Piero Fassio died in 1975 and for the next 13 years Mondin ran the restaurant with Fassio's widow, Gina, as a silent partner. Gianni Fassio, a certified public accountant, bought out his mother and Mondin in 1988, spruced up the space and reopened The Blue Fox as a showcase for inventive Italian cuisine.

In a letter mailed to regular customers, Fassio used a literary style to explain his feelings about The Blue Fox and Palio d'Asti:

"My father, Piero, and Mario Mondin created The Blue Fox illusion at a time when illusion was needed to lift the spirit. Hollywood created dreamlike fantasies, and the stars flooded to this fantasy place to indulge in delicious, new-found Italian specialities. I wanted to keep the dream alive because of my father and my family, but my dream centered more around the food than the fantasy and glitter.

"My family roots were farmlands in Piemonte. As a boy, I spent summers in northern Italy gathering, preparing and eating varieties of fruits and vegetables still unknown in America at the time. The family operated the town's general store, complete with butchery, bakery and farmfresh produce. ...Palio d'Asti is my reality -- images of a rural past combined with the practical lifestyle of current times and, of course, food in its truest, basic sense."

Fassio's fondness for Palio d'Asti (named after a famous annual horse race in his family's ancestral Italian town) is tied to its exhibition format, which includes rolling antipasti carts that stop at each table.
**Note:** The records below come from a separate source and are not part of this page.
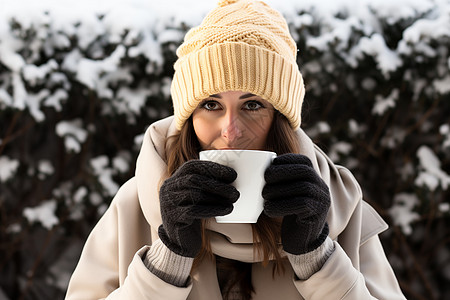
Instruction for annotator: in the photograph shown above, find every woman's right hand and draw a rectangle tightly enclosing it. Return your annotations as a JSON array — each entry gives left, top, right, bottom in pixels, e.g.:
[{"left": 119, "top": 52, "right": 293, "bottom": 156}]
[{"left": 158, "top": 160, "right": 240, "bottom": 258}]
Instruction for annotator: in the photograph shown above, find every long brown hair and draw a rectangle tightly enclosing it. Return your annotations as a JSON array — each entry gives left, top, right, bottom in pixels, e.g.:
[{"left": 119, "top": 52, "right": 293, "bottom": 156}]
[{"left": 164, "top": 111, "right": 300, "bottom": 299}]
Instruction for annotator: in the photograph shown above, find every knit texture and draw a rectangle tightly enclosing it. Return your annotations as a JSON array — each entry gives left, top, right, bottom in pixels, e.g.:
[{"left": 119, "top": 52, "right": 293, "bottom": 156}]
[
  {"left": 159, "top": 160, "right": 239, "bottom": 257},
  {"left": 171, "top": 0, "right": 305, "bottom": 130},
  {"left": 286, "top": 237, "right": 335, "bottom": 280},
  {"left": 143, "top": 240, "right": 194, "bottom": 287},
  {"left": 262, "top": 153, "right": 331, "bottom": 255}
]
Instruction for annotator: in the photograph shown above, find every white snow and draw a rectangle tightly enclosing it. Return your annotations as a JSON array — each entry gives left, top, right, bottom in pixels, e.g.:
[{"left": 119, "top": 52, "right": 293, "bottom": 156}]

"The smell of fresh bread baking drifts in from our ovens at the back of Palio, the sound of knives being sharpened intrudes into your conversation, you can watch as our pasta is being made and you can learn from the chef's hand as you watch your favorite dish being prepared.... Your senses are tickled not with pomp and glitter, but with the wonderful smells and colors of the earth," he wrote.
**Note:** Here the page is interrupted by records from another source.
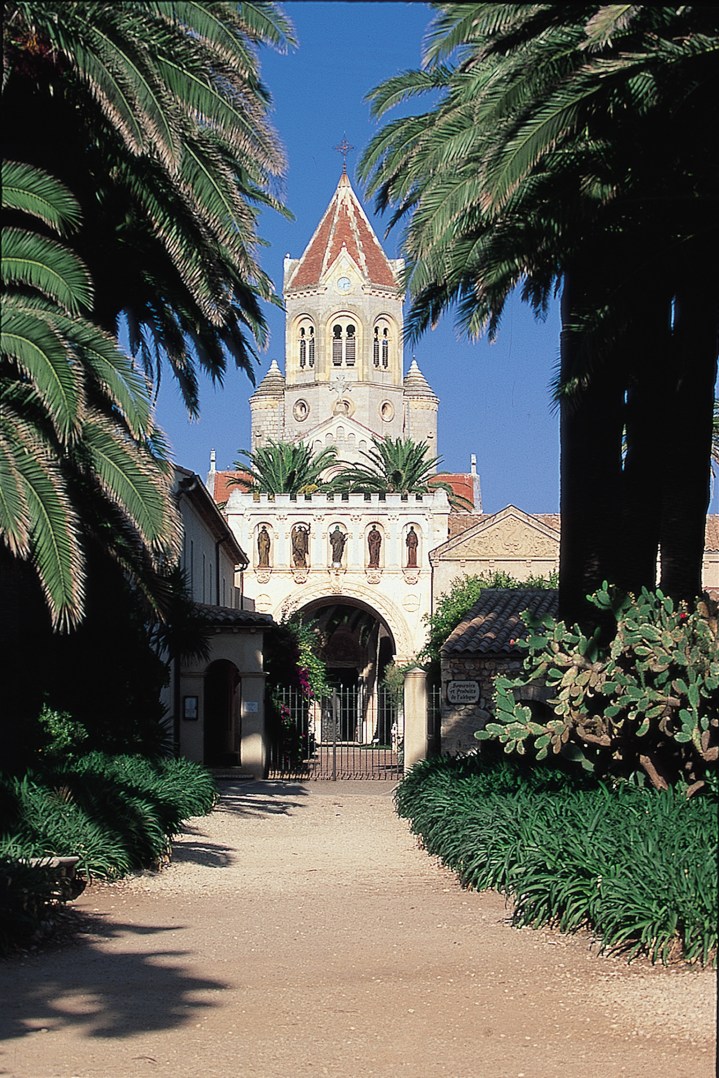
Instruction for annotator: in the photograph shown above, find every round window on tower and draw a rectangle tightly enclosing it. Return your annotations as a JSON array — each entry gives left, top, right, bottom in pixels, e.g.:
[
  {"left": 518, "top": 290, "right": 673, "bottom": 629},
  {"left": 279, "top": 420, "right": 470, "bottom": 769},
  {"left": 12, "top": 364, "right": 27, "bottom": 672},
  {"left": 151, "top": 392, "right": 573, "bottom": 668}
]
[
  {"left": 379, "top": 401, "right": 394, "bottom": 422},
  {"left": 293, "top": 399, "right": 309, "bottom": 422}
]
In contrast, chef Tif Birmingham and his Blue Fox brigade had no public presence, other than the personality that seeped into the dishes that traveled from their segregated kitchen to the dining room. Recent menus had featured fare such as salmon carpaccio with endive, mascarpone and leeks, $13; sauteed halibut with artichokes, capers and sun-dried tomatoes, $26.50; roasted breast of Muscovy duck with tangerine sauce, $27.50; and fillet of beef with green peppercorn-grappa sauce, $27.50.

The Blue Fox decor spoke of power and elegance, with grand crystal chandeliers, mirrors and ivory walls. To a growing number of diners, however, the message, like the space, seemed cold.

At the time of its demise, The Blue Fox was still convincing patrons to spend $65 each, on average. Its surviving conceptual sister, Palio d'Asti, asks them to part with less than half that amount.

In its best year under the guidance of Gianni Fassio, The Blue Fox was impressive: annual sales of $2.3 million using a dinner-only format and 100 seats. But The Blue Fox could no more sustain that level of sales than it could keep Fassio's attention or forever hold at bay time's hounds, a pack whose incessant yapping from behind made it only too clear the hunt was about to end.